Господин Изобретатель. Часть I (СИ) - Подшивалов Анатолий Анатольевич. Страница 23
— А, вот откуда слово алгоритм! Ты вообще довольно часто говорил слова и даже фразы, которые в этом веке не понял бы никто. Я уже не говорю про формулы. Я вообще — то думал, что ты как — то связан с медициной или химией.
— Последние два десятилетия Андрей работал с моделированием реакций, проходящих в организме человека, но как математик. Он неплохо знал математику и то, как заставить машину работать в правильном направлении — вот те самые алгоритмы как последовательность действий, своего рода инструкция для машины, написанная понятным ей кодом.
Мы еще немного поговорили и я отпросился спать так как устал за сегодняшний день. Генрих ушел, но все же он был какой — то взвинченный, видимо не все успел у меня выспросить, что хотел. Да ладно, завтра поговорим, подумал я засыпая. Проснулся я от взрыва во дворе. Окна комнаты выходили на Полянку, но и тут грохнуло будь здоров как. Чувствуя неладное, я нацепил брюки и туфли на босу ногу и выскочил в коридор. В коридоре было темно и я чуть не столкнулся с Лизой, босой и в ночной рубашке, дверь в их спальню была открыта и я успел рассмотреть битые стекла на полу и сполохи огня над лабораторией.
— Быстрее, там Генрих!!! — крикнула Лиза.

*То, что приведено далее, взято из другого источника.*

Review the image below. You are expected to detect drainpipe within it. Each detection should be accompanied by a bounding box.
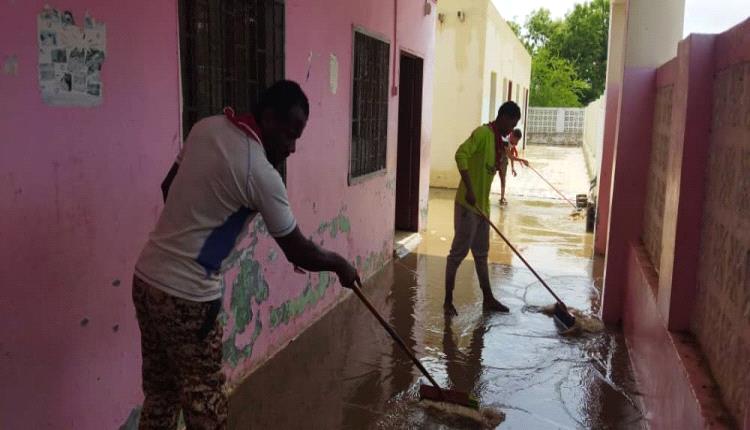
[392,0,398,96]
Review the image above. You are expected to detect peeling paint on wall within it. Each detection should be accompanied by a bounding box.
[315,209,351,239]
[355,244,391,278]
[37,6,106,106]
[231,259,268,334]
[305,51,313,82]
[270,272,333,328]
[385,175,397,191]
[3,55,18,76]
[267,209,354,328]
[209,205,389,373]
[268,244,391,330]
[329,53,338,94]
[222,220,269,367]
[221,209,355,366]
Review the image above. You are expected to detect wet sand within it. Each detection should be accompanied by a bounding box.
[230,146,644,429]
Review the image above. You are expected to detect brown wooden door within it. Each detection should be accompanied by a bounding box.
[395,53,423,232]
[523,88,529,149]
[508,80,513,101]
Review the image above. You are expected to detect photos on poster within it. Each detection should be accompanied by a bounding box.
[51,49,67,63]
[37,6,107,107]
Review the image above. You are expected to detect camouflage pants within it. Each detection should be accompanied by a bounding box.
[132,276,227,430]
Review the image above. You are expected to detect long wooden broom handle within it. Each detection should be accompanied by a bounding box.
[527,165,578,210]
[474,206,566,307]
[351,279,444,393]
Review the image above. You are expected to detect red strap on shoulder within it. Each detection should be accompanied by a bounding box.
[223,107,263,145]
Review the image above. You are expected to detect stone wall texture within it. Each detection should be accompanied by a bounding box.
[693,61,750,426]
[642,85,673,274]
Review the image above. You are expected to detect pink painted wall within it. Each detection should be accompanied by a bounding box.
[0,0,436,428]
[623,245,730,429]
[222,0,436,387]
[613,49,731,427]
[0,2,180,429]
[603,18,750,429]
[600,68,655,324]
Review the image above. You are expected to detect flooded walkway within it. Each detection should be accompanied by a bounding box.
[230,145,644,429]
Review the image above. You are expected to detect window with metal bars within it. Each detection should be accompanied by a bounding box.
[350,31,390,181]
[178,0,285,175]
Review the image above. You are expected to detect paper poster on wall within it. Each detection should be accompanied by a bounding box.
[37,6,106,107]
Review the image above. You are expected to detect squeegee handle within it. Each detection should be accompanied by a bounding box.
[474,207,566,307]
[527,165,578,210]
[351,279,444,393]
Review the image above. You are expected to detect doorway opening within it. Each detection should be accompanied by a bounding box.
[394,52,424,255]
[395,52,423,232]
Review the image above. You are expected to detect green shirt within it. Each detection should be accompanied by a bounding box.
[455,125,498,215]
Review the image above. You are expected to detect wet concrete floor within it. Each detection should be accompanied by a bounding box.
[230,146,644,429]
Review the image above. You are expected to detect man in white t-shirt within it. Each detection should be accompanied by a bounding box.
[132,80,358,430]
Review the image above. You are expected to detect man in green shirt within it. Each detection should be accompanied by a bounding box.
[445,101,524,316]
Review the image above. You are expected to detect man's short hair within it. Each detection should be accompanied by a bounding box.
[253,80,310,119]
[511,128,523,138]
[497,101,521,119]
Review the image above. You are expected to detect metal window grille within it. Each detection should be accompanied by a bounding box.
[179,0,285,137]
[350,31,390,180]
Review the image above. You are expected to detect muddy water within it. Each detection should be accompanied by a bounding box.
[490,144,592,202]
[230,148,643,429]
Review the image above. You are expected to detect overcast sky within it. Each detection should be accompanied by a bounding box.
[491,0,750,37]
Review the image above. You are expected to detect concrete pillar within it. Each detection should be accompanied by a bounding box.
[623,0,686,68]
[594,0,627,255]
[606,0,627,84]
[599,0,686,323]
[555,109,565,133]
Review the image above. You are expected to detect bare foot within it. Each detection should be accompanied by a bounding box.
[444,302,458,316]
[483,298,509,313]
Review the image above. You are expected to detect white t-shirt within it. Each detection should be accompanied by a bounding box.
[135,115,296,302]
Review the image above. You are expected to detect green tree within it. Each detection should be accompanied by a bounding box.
[553,0,610,104]
[513,1,609,106]
[529,48,589,107]
[523,8,562,55]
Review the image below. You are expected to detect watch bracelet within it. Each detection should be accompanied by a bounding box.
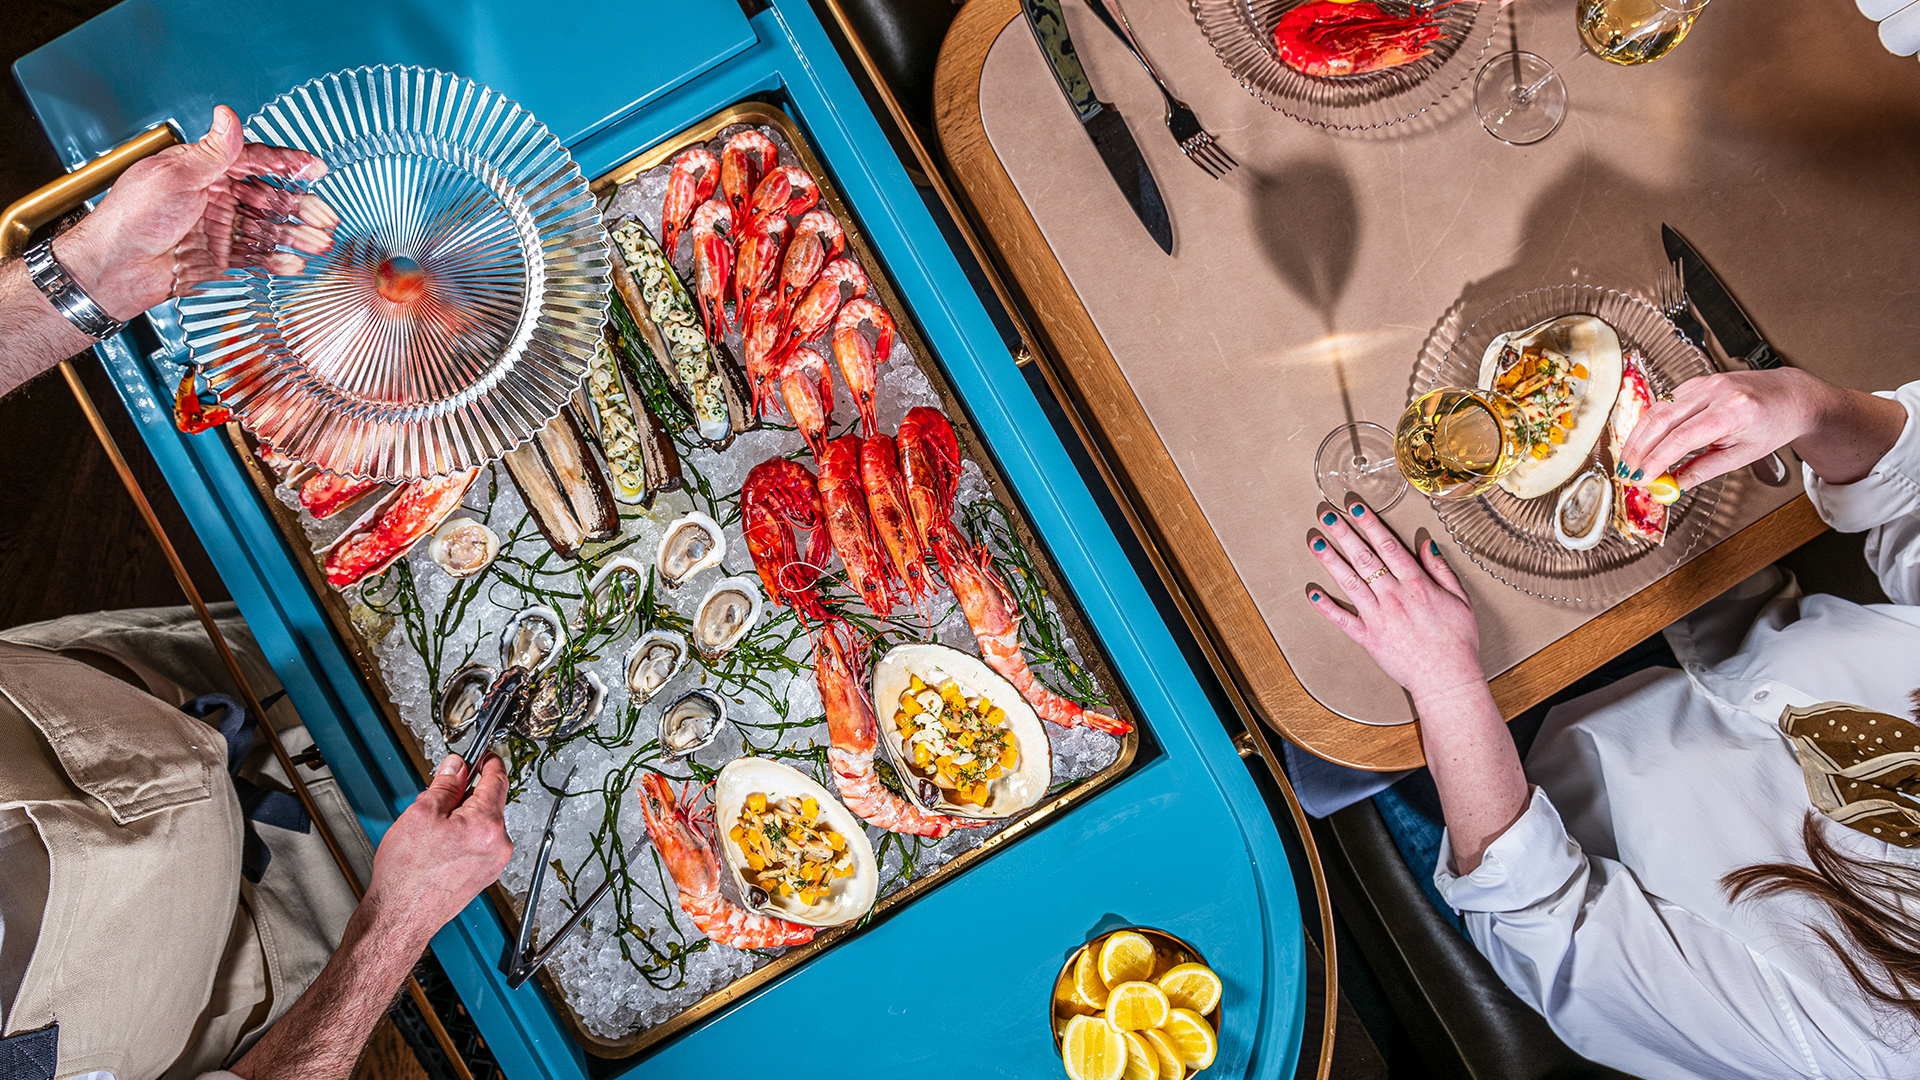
[24,238,126,340]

Я опрометью скатился по темной лестнице и выскочил в сад. Над лабораторией стояло зарево, крыши не было видно. Кругом валялись обломки дерева, камня и черепицы с крыши. Той стены, что к забору и где была печь, практически не было. Внутри все было завалено обломками, битой лабораторной посудой и уже вовсю полыхало.

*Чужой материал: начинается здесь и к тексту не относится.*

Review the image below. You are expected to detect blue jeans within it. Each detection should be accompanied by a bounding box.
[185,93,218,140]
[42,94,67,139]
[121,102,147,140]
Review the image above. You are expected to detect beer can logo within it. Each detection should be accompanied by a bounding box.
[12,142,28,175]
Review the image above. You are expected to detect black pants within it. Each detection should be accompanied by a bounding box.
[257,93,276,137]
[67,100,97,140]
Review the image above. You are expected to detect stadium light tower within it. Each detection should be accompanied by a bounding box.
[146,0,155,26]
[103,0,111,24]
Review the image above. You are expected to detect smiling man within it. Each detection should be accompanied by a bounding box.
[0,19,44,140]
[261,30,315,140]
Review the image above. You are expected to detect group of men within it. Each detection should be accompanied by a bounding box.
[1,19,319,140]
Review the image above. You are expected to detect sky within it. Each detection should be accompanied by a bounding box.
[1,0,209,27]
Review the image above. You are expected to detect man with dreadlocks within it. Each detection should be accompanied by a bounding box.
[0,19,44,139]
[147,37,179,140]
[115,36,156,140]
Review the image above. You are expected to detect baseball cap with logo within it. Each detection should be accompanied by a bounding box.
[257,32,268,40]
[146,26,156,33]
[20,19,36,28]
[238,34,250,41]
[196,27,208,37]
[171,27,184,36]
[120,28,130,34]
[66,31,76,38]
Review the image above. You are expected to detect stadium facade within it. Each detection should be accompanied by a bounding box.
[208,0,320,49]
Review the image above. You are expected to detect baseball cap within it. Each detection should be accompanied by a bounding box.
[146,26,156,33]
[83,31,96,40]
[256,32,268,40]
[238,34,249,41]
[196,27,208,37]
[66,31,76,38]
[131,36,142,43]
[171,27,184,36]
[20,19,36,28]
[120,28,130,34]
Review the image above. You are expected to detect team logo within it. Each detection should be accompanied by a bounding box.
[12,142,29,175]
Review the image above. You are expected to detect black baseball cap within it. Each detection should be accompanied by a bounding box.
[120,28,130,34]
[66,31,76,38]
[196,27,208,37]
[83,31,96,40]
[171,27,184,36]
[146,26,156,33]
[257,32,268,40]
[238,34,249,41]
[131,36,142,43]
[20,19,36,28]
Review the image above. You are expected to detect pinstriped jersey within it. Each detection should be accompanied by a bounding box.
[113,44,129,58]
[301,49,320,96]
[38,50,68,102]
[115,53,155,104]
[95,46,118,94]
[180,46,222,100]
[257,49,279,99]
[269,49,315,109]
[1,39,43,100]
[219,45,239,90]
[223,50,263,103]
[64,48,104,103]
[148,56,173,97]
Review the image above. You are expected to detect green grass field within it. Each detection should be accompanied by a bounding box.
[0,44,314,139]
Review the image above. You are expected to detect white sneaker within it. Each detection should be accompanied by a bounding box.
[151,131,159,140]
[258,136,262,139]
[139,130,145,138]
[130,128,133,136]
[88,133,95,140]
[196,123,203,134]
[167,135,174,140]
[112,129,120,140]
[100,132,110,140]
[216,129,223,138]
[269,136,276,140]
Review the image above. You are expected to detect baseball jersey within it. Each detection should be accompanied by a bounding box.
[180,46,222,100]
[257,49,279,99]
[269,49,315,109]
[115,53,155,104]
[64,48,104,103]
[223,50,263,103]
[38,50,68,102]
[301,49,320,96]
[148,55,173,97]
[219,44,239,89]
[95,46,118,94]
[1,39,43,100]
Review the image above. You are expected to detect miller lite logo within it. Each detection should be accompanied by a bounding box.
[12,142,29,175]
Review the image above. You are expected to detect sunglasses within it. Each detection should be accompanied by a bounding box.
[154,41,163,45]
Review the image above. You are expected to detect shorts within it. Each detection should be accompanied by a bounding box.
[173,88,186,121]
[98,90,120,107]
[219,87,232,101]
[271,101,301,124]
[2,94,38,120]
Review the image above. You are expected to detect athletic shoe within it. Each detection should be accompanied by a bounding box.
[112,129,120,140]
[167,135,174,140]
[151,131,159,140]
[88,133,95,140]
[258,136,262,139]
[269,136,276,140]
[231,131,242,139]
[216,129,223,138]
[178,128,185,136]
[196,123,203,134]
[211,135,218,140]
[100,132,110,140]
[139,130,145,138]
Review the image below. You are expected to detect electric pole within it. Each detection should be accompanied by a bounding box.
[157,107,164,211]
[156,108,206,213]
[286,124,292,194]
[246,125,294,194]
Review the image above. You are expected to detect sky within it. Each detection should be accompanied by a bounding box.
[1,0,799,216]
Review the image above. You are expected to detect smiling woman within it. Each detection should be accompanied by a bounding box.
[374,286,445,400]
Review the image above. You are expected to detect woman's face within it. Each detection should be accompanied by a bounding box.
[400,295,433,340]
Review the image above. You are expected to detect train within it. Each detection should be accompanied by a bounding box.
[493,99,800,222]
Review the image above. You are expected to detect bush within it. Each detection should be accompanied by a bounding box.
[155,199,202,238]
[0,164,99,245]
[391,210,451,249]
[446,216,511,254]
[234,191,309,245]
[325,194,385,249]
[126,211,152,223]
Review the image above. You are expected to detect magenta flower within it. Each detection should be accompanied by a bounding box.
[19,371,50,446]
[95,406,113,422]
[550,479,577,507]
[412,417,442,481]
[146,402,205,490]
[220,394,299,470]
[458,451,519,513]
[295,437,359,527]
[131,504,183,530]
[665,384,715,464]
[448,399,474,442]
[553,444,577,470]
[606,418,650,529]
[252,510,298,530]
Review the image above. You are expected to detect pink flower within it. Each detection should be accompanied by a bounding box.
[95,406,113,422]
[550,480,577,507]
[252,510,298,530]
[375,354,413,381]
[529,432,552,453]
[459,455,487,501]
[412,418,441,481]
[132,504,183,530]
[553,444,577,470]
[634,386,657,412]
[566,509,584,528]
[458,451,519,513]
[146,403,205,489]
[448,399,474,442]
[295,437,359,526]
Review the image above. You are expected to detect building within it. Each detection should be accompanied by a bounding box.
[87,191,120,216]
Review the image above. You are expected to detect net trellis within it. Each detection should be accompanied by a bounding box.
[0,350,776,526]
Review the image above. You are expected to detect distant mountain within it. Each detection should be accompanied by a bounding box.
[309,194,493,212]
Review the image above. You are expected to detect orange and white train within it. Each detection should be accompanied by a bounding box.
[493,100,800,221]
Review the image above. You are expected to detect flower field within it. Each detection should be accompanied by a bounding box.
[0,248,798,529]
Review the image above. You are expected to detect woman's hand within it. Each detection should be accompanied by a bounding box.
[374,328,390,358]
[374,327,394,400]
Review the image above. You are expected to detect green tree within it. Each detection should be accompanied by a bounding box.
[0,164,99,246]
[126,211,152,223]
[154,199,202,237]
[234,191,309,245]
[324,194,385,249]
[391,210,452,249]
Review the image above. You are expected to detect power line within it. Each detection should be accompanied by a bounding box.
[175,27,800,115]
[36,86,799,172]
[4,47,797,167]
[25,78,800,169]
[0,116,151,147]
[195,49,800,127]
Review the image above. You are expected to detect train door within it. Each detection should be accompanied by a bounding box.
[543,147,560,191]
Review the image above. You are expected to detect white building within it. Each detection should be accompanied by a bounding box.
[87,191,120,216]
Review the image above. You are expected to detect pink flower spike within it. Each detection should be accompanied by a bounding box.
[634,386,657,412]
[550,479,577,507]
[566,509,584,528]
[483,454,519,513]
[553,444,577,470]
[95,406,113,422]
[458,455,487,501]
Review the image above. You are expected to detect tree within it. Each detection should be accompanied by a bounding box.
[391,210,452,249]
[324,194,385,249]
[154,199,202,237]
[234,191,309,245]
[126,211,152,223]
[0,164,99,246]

Я стал руками разгребать обломки там где стоял лабораторный стол, — в этом месте Генрих сидел чаще всего, наблюдая за реакцией и ведя журнал. Я чувствовал, как трещат волосы на голове — жар становился нестерпимее, а я не видел Генриха. Может его здесь и нет? Вот под руку попало что — то мягкое. Неужели нашел?! Не веря себе, я отбросил какую то доску, мешавшую тащить что то податливое на ощупь, похожее на полу пальто. Но это была всего лишь лабораторная кошма, которую мы держали, как и ведро с песком, на случай возгорания. Вокруг стал распространяться едкий химический дым. Я почувствовал, что задыхаюсь и, не выпуская кошму из рук, выпрямился и бросился к пролому, надеясь глотнуть свежего воздуха и достать воды.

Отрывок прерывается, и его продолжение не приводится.